• Cat vs. Dog


    Cat vs. Dog

    Time Limit: 2000/1000 MS (Java/Others) Memory Limit: 32768/32768 K (Java/Others)
    Total Submission(s): 276 Accepted Submission(s): 106
     
    Problem Description
    The latest reality show has hit the TV: ``Cat vs. Dog''. In this show, a bunch of cats and dogs compete for the very prestigious Best Pet Ever title. In each episode, the cats and dogs get to show themselves off, after which the viewers vote on which pets should stay and which should be forced to leave the show.
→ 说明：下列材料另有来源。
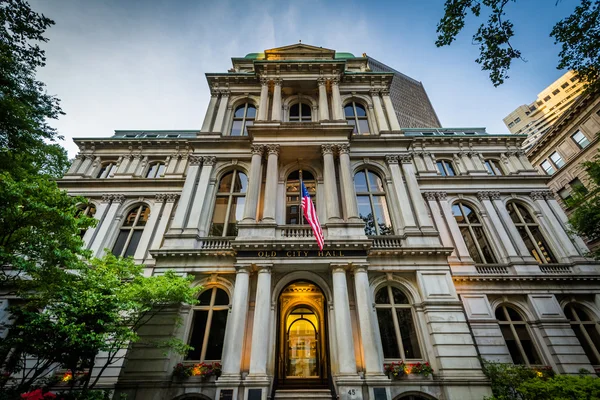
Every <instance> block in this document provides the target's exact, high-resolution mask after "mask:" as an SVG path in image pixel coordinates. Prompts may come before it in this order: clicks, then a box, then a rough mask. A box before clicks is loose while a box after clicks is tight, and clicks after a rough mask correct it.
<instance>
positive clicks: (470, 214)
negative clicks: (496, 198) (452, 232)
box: [452, 202, 496, 264]
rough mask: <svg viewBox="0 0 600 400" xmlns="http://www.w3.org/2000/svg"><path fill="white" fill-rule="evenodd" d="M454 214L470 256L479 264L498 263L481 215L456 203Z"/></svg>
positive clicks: (470, 207)
mask: <svg viewBox="0 0 600 400" xmlns="http://www.w3.org/2000/svg"><path fill="white" fill-rule="evenodd" d="M452 214H453V215H454V219H456V223H457V224H458V227H459V228H460V233H461V234H462V237H463V239H464V240H465V243H466V244H467V248H468V249H469V254H470V255H471V258H472V259H473V260H474V261H475V262H476V263H477V264H493V263H495V262H496V258H495V257H494V253H493V252H492V248H491V247H490V244H489V242H488V240H487V238H486V237H485V232H484V230H483V225H482V223H481V219H480V218H479V215H477V213H476V212H475V211H474V210H473V209H472V208H471V207H469V206H468V205H466V204H464V203H460V202H459V203H456V204H454V205H453V206H452Z"/></svg>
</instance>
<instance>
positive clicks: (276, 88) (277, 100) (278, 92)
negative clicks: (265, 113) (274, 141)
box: [271, 79, 282, 121]
mask: <svg viewBox="0 0 600 400" xmlns="http://www.w3.org/2000/svg"><path fill="white" fill-rule="evenodd" d="M273 84H274V86H273V109H272V111H271V120H273V121H281V85H282V82H281V79H275V80H274V81H273Z"/></svg>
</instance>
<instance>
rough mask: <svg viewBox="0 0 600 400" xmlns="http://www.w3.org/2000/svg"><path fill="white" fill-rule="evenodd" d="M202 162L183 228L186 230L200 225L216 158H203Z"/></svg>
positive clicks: (215, 161) (193, 228)
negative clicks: (200, 169)
mask: <svg viewBox="0 0 600 400" xmlns="http://www.w3.org/2000/svg"><path fill="white" fill-rule="evenodd" d="M202 160H203V162H202V170H201V171H200V178H199V179H198V185H197V186H196V194H195V195H194V201H193V203H192V205H191V207H190V216H189V218H188V220H187V224H186V226H185V227H186V228H187V229H198V227H199V225H200V214H201V213H202V207H203V206H204V201H205V199H206V192H207V189H208V183H209V181H210V175H211V174H212V169H213V166H214V165H215V163H216V162H217V158H216V157H203V158H202Z"/></svg>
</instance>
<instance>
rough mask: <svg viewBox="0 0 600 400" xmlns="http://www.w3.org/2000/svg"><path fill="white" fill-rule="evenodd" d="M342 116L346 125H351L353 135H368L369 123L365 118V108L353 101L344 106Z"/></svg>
mask: <svg viewBox="0 0 600 400" xmlns="http://www.w3.org/2000/svg"><path fill="white" fill-rule="evenodd" d="M344 115H345V116H346V121H348V125H352V126H353V127H354V130H353V131H352V133H353V134H355V135H368V134H369V132H370V129H369V121H368V118H367V110H366V109H365V107H364V106H363V105H362V104H360V103H356V102H354V101H351V102H350V103H348V104H346V105H345V106H344Z"/></svg>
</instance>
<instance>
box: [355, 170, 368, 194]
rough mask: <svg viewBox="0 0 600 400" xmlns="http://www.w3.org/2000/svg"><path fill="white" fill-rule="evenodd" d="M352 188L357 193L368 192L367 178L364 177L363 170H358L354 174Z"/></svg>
mask: <svg viewBox="0 0 600 400" xmlns="http://www.w3.org/2000/svg"><path fill="white" fill-rule="evenodd" d="M354 189H355V190H356V192H357V193H361V192H368V191H369V189H367V179H366V177H365V171H359V172H357V173H356V175H354Z"/></svg>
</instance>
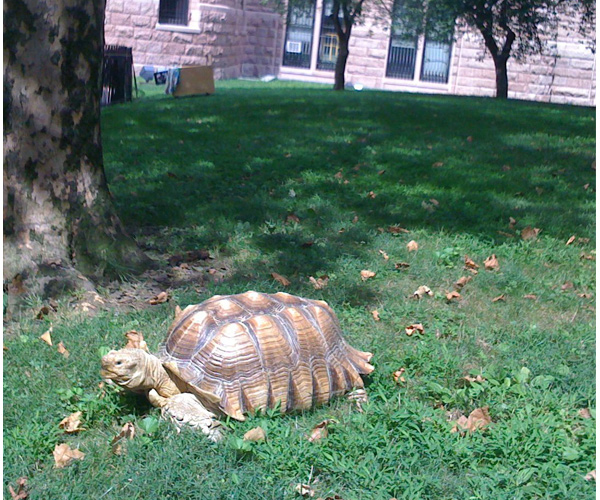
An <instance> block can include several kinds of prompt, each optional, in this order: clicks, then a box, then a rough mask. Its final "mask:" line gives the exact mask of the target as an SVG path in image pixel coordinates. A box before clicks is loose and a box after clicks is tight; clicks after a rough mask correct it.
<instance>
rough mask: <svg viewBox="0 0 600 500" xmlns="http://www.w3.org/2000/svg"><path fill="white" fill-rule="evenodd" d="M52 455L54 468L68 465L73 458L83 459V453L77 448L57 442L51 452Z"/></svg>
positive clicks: (66, 465)
mask: <svg viewBox="0 0 600 500" xmlns="http://www.w3.org/2000/svg"><path fill="white" fill-rule="evenodd" d="M52 454H53V455H54V467H55V468H56V469H62V468H63V467H66V466H67V465H69V464H70V463H71V462H72V461H73V460H83V458H84V457H85V454H84V453H82V452H81V451H79V450H78V449H74V450H72V449H71V447H70V446H69V445H68V444H66V443H62V444H57V445H56V447H55V448H54V451H53V452H52Z"/></svg>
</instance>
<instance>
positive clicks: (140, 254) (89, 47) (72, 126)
mask: <svg viewBox="0 0 600 500" xmlns="http://www.w3.org/2000/svg"><path fill="white" fill-rule="evenodd" d="M103 44H104V1H103V0H100V1H94V2H90V1H86V0H5V2H4V64H5V71H4V285H5V289H6V288H7V287H8V291H9V297H10V296H11V295H15V294H16V295H21V296H22V295H26V294H28V293H35V294H40V295H44V296H56V295H59V294H61V293H63V292H65V291H70V290H73V289H76V288H81V287H82V286H83V287H87V288H90V287H91V286H92V283H91V281H89V280H87V279H85V278H92V279H94V278H99V277H101V276H106V275H109V276H116V275H124V274H127V273H131V272H137V271H140V270H142V269H143V268H144V266H146V265H148V264H150V260H149V259H148V258H147V257H146V256H145V255H144V254H143V253H142V252H141V251H140V250H139V249H138V248H137V246H136V245H135V243H134V242H133V240H131V239H130V238H129V237H128V236H127V235H126V233H125V230H124V228H123V226H122V224H121V222H120V220H119V218H118V217H117V215H116V213H115V211H114V208H113V203H112V200H111V197H110V193H109V191H108V186H107V184H106V178H105V175H104V165H103V158H102V144H101V137H100V92H101V76H102V57H103ZM82 275H83V276H82Z"/></svg>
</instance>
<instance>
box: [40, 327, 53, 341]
mask: <svg viewBox="0 0 600 500" xmlns="http://www.w3.org/2000/svg"><path fill="white" fill-rule="evenodd" d="M40 339H42V340H43V341H44V342H46V344H48V345H52V326H50V328H49V329H48V330H46V331H45V332H44V333H42V335H40Z"/></svg>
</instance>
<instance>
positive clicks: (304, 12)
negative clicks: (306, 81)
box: [283, 3, 315, 68]
mask: <svg viewBox="0 0 600 500" xmlns="http://www.w3.org/2000/svg"><path fill="white" fill-rule="evenodd" d="M314 24H315V4H314V3H312V4H311V5H303V6H290V8H289V10H288V19H287V30H286V34H285V46H284V47H283V65H284V66H294V67H296V68H310V55H311V52H312V37H313V29H314Z"/></svg>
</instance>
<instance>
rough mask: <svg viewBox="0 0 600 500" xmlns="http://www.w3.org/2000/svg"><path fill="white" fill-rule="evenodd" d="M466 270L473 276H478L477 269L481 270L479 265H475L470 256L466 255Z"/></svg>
mask: <svg viewBox="0 0 600 500" xmlns="http://www.w3.org/2000/svg"><path fill="white" fill-rule="evenodd" d="M465 269H466V270H467V271H470V272H472V273H473V274H477V269H479V265H478V264H476V263H475V261H474V260H473V259H471V258H470V257H469V256H468V255H465Z"/></svg>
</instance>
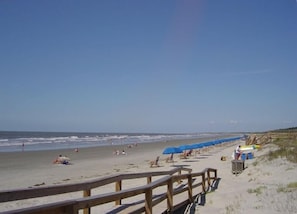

    Each viewer gets to cast a vote on two things: one pet which should be kept on the show, and one pet which should be thrown out. Also, based on the universal fact that everyone is either a cat lover (i.e. a dog hater) or a dog lover (i.e. a cat hater), it has been decided that each vote must name exactly one cat and exactly one dog.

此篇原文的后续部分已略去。